Oh wow, can you tell I have been bad? I haven't blogged since Feb. 27th! Well I will try to make this short and sweet. OMG, did someone say sweets? I need a snack!
Last Monday, February 28th, I started Weight Watchers Points Plus online program. At first it seemed great, but by Friday March 4th, I had stopped tracking, stopped caring and stopped losing! All I thought about was food. Pondering what I really wanted, where to get it and how much I could eat! I sound like a drug addict! BECAUSE I AM!
Hi my name is Robyn, and I am a carboholic. You know how people get to go to rehab for alcohol & drug abuse? When they get out people don't drink around them or talk about drugs around them... I wish I could go away for treatment! Obviously that can't happen, and people are not going to stop eating around me! Food consumes my thoughts. Even as I type I can't stop thinking about what I should make for dinner and what to have for dessert later! Gross!
Needless to say, I got a refund on WW and this week have been trying to get back to a low carb lifestyle, but I have blown it everyday! This is why I am still heavy, I can't stop eating crap! Now, I don't sit at home and stuff my face until I can't breathe, nor do I binge eat. But I do eat too big of portions of high fat/high carb foods (Mac N cheese, pizza, ice cream).

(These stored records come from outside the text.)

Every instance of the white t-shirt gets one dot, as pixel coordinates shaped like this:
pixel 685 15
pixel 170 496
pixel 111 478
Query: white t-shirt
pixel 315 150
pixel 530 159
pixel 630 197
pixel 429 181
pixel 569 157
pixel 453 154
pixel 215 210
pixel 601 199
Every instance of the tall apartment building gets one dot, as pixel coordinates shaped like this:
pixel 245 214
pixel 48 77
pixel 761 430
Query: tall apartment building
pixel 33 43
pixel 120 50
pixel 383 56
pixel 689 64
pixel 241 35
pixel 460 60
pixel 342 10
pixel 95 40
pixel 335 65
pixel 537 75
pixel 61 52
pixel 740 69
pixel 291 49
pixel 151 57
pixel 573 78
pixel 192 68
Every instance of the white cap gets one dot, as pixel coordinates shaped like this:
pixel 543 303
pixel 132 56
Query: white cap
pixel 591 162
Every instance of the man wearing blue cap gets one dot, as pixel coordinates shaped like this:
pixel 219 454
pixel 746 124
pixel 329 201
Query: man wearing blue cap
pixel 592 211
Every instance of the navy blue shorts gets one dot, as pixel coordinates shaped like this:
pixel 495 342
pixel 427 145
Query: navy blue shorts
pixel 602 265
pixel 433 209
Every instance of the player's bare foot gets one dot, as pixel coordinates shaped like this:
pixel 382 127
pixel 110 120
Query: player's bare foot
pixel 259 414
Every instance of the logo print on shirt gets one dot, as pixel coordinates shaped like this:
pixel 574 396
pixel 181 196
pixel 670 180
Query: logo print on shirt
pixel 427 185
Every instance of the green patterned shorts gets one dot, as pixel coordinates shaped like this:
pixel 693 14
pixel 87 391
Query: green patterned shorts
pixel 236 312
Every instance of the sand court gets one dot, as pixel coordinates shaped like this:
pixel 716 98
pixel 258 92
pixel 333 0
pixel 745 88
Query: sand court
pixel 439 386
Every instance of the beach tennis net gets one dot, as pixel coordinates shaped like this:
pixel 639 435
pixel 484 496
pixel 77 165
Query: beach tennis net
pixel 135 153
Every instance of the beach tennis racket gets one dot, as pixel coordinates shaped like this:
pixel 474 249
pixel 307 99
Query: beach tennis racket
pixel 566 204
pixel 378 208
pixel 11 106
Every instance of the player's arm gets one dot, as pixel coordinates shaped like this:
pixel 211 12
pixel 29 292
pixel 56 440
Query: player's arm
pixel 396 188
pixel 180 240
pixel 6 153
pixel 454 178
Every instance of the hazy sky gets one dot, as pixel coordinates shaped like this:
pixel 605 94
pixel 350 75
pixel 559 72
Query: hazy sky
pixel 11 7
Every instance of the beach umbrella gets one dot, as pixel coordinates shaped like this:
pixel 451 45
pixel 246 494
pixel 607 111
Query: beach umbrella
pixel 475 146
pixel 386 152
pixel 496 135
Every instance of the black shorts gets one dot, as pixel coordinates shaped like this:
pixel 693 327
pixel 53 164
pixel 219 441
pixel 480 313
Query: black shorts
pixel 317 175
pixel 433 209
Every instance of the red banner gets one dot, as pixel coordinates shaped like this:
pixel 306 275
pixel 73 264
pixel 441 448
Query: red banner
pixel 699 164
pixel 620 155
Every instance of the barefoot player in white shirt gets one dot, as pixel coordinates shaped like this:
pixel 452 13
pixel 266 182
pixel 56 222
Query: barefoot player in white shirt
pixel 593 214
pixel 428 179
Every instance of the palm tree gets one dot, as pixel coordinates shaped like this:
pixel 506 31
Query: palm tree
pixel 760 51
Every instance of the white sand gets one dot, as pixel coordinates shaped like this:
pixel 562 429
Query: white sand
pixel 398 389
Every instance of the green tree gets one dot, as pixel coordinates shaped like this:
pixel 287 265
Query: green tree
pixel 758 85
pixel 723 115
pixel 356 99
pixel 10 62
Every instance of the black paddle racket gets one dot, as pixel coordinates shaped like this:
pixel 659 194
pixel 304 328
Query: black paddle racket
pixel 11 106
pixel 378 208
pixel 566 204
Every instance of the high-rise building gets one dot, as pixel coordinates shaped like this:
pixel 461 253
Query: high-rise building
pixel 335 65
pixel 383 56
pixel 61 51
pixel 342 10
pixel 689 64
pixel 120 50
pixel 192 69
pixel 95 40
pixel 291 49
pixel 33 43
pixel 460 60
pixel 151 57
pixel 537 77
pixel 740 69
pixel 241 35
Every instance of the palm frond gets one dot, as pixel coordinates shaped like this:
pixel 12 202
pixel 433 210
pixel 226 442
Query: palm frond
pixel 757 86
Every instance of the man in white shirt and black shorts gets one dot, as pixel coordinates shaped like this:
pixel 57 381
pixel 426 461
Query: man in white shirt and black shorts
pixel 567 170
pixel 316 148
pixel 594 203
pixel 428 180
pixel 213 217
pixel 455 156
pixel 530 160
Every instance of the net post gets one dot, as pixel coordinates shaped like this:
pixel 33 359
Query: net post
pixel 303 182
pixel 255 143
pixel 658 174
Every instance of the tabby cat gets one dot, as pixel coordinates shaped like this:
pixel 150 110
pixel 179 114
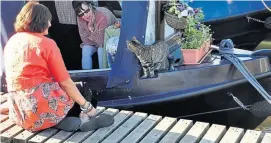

I have only gained a couple pounds back, and I am sure it's water weight, but I feel so frustrated and helpless! I am tired of being fat. Why can't it just disappear?
Reason #569 to not have kids:
Your genes are what make up your children. I would hate to have a child go through what I am feeling. I know the pain of being overweight as a child and as an adult. It is not as easy to JUST do something about it. It takes A LOT of hard work and dedication and makes you feel like a failure when you know you are not!